Firstly, folders are now treated as a content type. This means that users can drag and drop them onto the Arkenbar, onto the map, or into notes.
We also include folders into the index file. This increases search functionality, as users can add part or all of a folder path as a search filter. This helps when users have multiple instances of content with the same or similar names.
Finally, by unifying our file viewing code to only look at meta files, it allows opportunities in the future for custom folders with mixed media. This would allow audio, images, video, and the various collection-based content types to co-exist in the same folder.

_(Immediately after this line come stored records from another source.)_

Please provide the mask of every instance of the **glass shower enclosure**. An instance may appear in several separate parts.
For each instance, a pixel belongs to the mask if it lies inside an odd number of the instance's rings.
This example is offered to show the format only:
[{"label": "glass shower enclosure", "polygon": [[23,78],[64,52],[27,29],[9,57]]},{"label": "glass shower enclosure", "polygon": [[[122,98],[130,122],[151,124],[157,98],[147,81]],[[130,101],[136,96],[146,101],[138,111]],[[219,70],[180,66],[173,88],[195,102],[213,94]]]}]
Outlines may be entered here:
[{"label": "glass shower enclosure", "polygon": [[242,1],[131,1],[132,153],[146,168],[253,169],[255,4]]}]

All of these new systems work together to allow our users to find and access their content faster than ever before.
Conclusion
That’s where we with content management are as of the Q2 2024 Arkenforge Toolkit Beta Version. A mixture of native OS folder structures and content indexing that provides management of hundreds of thousands of files while allowing full searchability in under second.
There are some updates that we could make in future, mostly around removing the requirement of every content type needing its own fixed folder structure. This would give users more freedom in managing their content, as well as removing a level of confusion that can arise from where certain types of content are stored. That’ll be quite a large and painful update though, so it likely won’t be happening any time soon.
Thanks for reading, and we’ll see you in the next one!